Como Justus, a socióloga Beatriz Carlini-Marlatt também não acredita num cenário caótico. “Liberar ou proibir as drogas é um jogo muito delicado, com perdas e ganhos”, diz ela. A legalização total acabaria com o narcotráfico, por exemplo. Ao mesmo tempo, facilitaria o acesso da população a entorpecentes.
Os efeitos para a sociedade do uso mais abrangente dependeriam do tipo da substância. “Drogas psicodélicas, como ecstasy e LSD, seriam usadas de forma experimental, sem interferir muito na sociedade”, diz Peter Reuter, professor do Departamento de Criminologia na Universidade de Maryland, EUA. “Já o uso legal de cocaína e anfetamina causaria altos índices de dependência e acidentes.”
Legalizadas, as drogas poderiam ser taxadas pelos governos. Impostos, além de encarecer o produto – e, portanto, afastar parte do público – garantiriam fundos para a criação de programas de recuperação de dependentes (provavelmente mais numerosos do que hoje) e para campanhas de prevenção do uso.
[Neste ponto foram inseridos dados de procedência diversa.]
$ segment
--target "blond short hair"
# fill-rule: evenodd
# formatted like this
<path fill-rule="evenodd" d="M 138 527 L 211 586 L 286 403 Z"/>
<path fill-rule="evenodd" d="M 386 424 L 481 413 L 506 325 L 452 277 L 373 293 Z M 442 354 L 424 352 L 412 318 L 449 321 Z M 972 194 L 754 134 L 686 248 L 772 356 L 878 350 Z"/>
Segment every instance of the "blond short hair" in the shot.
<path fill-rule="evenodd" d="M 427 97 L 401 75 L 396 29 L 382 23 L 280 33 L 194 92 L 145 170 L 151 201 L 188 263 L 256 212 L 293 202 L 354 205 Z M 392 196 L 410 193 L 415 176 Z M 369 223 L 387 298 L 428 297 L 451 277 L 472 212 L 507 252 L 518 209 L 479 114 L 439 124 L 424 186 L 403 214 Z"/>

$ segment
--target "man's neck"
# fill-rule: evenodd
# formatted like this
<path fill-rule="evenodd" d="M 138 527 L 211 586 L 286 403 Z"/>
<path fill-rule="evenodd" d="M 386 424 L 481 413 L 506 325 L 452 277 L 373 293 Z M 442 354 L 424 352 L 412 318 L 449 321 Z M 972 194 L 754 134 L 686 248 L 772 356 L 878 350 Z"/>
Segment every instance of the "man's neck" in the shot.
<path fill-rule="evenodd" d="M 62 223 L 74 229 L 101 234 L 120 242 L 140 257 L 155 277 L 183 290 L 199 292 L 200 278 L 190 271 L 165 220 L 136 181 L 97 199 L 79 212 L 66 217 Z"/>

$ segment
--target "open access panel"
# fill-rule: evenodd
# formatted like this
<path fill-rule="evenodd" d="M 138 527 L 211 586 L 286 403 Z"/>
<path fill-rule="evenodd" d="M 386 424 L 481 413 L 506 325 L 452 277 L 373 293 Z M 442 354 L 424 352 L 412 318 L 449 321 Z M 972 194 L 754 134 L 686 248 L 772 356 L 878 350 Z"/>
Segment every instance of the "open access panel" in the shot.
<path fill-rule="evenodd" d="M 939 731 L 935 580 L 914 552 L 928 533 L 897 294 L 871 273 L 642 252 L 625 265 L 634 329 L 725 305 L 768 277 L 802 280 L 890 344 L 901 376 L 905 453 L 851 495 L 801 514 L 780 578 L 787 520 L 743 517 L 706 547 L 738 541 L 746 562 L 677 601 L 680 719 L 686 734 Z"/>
Mas há quem não acredite na subida dos preços. “O cigarro e o álcool vendidos no Brasil estão entre os mais baratos do mundo. A tendência é que, com várias substâncias concorrendo no mesmo mercado, os preços caiam ainda mais”, diz Ronaldo Laranjeira, diretor da Unidade de Pesquisa em Álcool e Drogas da Unifesp.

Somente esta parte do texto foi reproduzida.